12) Call to action - keeping pressure on the Mayor and shaping the next budget cycle

This report is designed to be used, not archived.

What we need to do next (collectively)

Within the next 4 -8 weeks, participants are invited to support three practical actions:

1) Confirm the shared agenda

We will circulate a short "shared position" based on this report, so organisations can align on key asks (long-term funding, equity by design, evaluation reform, transparency and IP protections).

2) Trigger formal follow-up to the MQT letter

Because Zoe's letter is now on record and has been referred to MOPAC/VRU, we should collectively request:

  • a response timeline,
  • clarity on what actions will be taken,
  • and a meeting format that includes sector representation.

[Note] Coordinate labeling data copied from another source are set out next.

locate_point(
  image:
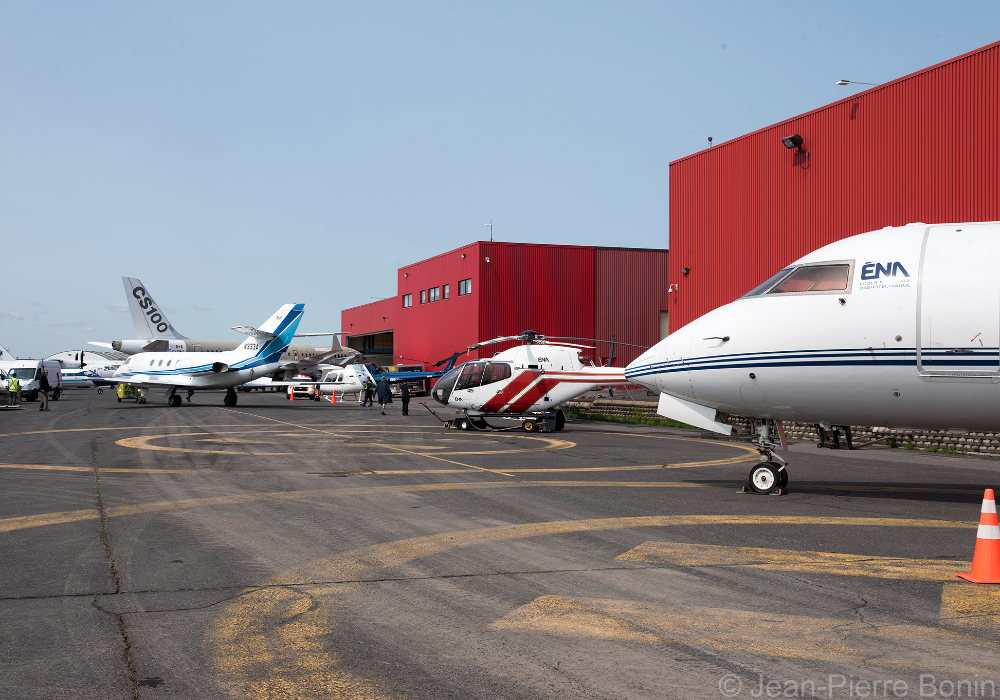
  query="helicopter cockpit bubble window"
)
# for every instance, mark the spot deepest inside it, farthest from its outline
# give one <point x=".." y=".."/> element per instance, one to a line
<point x="444" y="385"/>
<point x="815" y="278"/>
<point x="472" y="375"/>
<point x="496" y="372"/>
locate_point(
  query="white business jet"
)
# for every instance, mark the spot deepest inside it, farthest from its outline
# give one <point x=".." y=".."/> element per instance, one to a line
<point x="898" y="328"/>
<point x="258" y="355"/>
<point x="155" y="333"/>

3) Establish a coordinating group

Not to "own" the issue, but to prevent dissipation:

  • agree a light governance approach,
  • map upcoming leverage points (budget, scrutiny dates, consultations, tenders),
  • and coordinate comms/media.

Why this matters

As the roundtable stated: the sector is "holding back the tide."

If Black-led youth work continues to be eroded by short-term funding, extractive commissioning and narrow metrics, London will not just lose programmes it will lose community infrastructure that prevents harm. Lets not allow this too take place.

This report is one collective step toward ensuring that the Mayor's annual budget allocations reflect the reality on the ground, and that Black-led youth work is resourced to lead the prevention agenda it already sustains.